A Training-Free Style-aligned Image Generation with Scale-wise Autoregressive Model
Jihun Park, Jongmin Gim, Kyoungmin Lee, Minseok Oh, Minwoo Choi, Jaeyeul Kim, Woo Chool Park, Sunghoon Im
TL;DR
The paper tackles style misalignment and slow inference in large-scale text-to-image generation by introducing a training-free framework built on a scale-wise autoregressive model. It analyzes next-scale prediction to identify when RGB statistics, object placement, and style are established, and then applies three interventions—initial feature replacement, pivotal feature interpolation, and dynamic style injection—to align style across a set of images while preserving content.
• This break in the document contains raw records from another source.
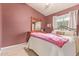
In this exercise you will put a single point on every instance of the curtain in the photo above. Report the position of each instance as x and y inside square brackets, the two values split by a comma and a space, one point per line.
[72, 22]
[73, 19]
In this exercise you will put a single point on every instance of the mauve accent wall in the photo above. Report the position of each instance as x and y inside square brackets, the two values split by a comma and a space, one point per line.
[0, 26]
[49, 18]
[16, 21]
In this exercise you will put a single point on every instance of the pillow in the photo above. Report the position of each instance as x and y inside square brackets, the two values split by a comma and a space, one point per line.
[69, 33]
[58, 32]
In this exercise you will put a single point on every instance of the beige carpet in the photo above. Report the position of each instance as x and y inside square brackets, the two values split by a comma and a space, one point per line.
[14, 52]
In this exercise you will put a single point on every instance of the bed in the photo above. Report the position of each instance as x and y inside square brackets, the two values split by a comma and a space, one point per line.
[45, 48]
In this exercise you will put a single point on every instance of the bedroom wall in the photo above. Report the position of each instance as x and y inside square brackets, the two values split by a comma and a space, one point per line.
[49, 18]
[0, 26]
[16, 21]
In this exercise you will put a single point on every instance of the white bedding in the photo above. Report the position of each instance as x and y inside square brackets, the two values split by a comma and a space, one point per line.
[44, 48]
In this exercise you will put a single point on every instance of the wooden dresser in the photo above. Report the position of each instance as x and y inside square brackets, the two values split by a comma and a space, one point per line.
[77, 45]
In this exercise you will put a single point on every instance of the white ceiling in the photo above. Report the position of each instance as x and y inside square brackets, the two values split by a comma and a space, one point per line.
[47, 9]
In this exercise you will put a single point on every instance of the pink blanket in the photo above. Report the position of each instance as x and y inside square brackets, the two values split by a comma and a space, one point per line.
[55, 39]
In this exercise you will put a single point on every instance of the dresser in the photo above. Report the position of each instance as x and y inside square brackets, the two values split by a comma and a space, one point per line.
[77, 45]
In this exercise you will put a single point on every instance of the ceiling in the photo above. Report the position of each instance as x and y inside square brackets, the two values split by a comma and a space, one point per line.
[50, 8]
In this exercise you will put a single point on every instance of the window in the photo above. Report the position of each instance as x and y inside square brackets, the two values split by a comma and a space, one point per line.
[61, 22]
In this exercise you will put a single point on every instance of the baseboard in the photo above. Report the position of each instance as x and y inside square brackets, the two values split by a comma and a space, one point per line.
[22, 45]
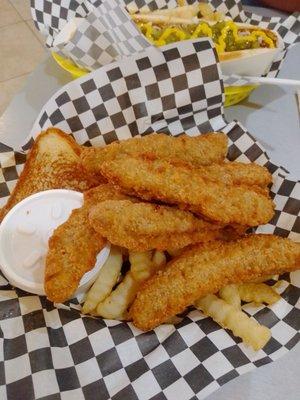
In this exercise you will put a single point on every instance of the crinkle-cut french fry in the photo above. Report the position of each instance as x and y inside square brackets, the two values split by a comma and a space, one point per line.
[258, 293]
[158, 260]
[116, 304]
[231, 295]
[106, 280]
[249, 330]
[140, 265]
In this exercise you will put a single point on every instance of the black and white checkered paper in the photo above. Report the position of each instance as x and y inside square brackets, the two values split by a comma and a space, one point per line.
[107, 32]
[52, 351]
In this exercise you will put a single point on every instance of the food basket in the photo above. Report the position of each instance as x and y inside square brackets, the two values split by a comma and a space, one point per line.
[233, 94]
[107, 33]
[67, 355]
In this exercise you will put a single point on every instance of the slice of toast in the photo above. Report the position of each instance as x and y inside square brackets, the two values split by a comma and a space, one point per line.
[52, 163]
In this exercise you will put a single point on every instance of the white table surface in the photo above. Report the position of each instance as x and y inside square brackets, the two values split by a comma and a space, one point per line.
[270, 114]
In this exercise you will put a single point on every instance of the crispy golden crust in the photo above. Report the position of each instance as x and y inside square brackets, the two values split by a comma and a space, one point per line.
[52, 163]
[104, 192]
[236, 173]
[145, 226]
[72, 252]
[205, 269]
[74, 246]
[198, 150]
[187, 187]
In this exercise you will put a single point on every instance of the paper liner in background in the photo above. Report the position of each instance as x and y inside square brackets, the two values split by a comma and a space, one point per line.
[51, 350]
[107, 33]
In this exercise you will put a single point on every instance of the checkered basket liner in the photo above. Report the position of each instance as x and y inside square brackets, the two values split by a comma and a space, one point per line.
[50, 351]
[107, 32]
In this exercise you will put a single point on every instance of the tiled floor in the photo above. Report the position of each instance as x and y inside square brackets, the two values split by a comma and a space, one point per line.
[21, 48]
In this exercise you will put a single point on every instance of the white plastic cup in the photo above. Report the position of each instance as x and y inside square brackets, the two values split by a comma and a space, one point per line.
[24, 235]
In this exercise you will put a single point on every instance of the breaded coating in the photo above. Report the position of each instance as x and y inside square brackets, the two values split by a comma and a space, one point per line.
[74, 245]
[104, 192]
[52, 163]
[237, 173]
[187, 187]
[73, 248]
[205, 269]
[145, 226]
[198, 150]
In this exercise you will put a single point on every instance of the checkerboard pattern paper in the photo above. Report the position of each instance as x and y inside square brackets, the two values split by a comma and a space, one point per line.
[107, 32]
[50, 351]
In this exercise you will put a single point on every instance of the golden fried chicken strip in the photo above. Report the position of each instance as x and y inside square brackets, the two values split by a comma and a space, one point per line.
[205, 269]
[52, 163]
[74, 245]
[237, 173]
[144, 226]
[198, 150]
[73, 248]
[187, 187]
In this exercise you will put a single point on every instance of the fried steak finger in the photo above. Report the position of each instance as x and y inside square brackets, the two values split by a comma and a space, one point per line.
[144, 226]
[74, 245]
[198, 150]
[205, 269]
[73, 248]
[185, 186]
[237, 173]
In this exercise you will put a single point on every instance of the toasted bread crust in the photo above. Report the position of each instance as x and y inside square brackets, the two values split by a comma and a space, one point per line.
[52, 163]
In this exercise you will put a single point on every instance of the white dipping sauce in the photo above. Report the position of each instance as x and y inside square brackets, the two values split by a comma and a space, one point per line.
[24, 235]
Empirical results show competitive generation quality, superior style consistency, and substantially faster inference (over sixfold faster than the fastest baselines) with robust ablations and user studies supporting the approach. The method also demonstrates generalization to other models, indicating broad applicability to efficient, style-consistent T2I generation without additional training.
Abstract
We present a training-free style-aligned image generation method that leverages a scale-wise autoregressive model. While large-scale text-to-image (T2I) models, particularly diffusion-based methods, have demonstrated impressive generation quality, they often suffer from style misalignment across generated image sets and slow inference speeds, limiting their practical usability. To address these issues, we propose three key components: initial feature replacement to ensure consistent background appearance, pivotal feature interpolation to align object placement, and dynamic style injection, which reinforces style consistency using a schedule function. Unlike previous methods requiring fine-tuning or additional training, our approach maintains fast inference while preserving individual content details. Extensive experiments show that our method achieves generation quality comparable to competing approaches, significantly improves style alignment, and delivers inference speeds over six times faster than the fastest model.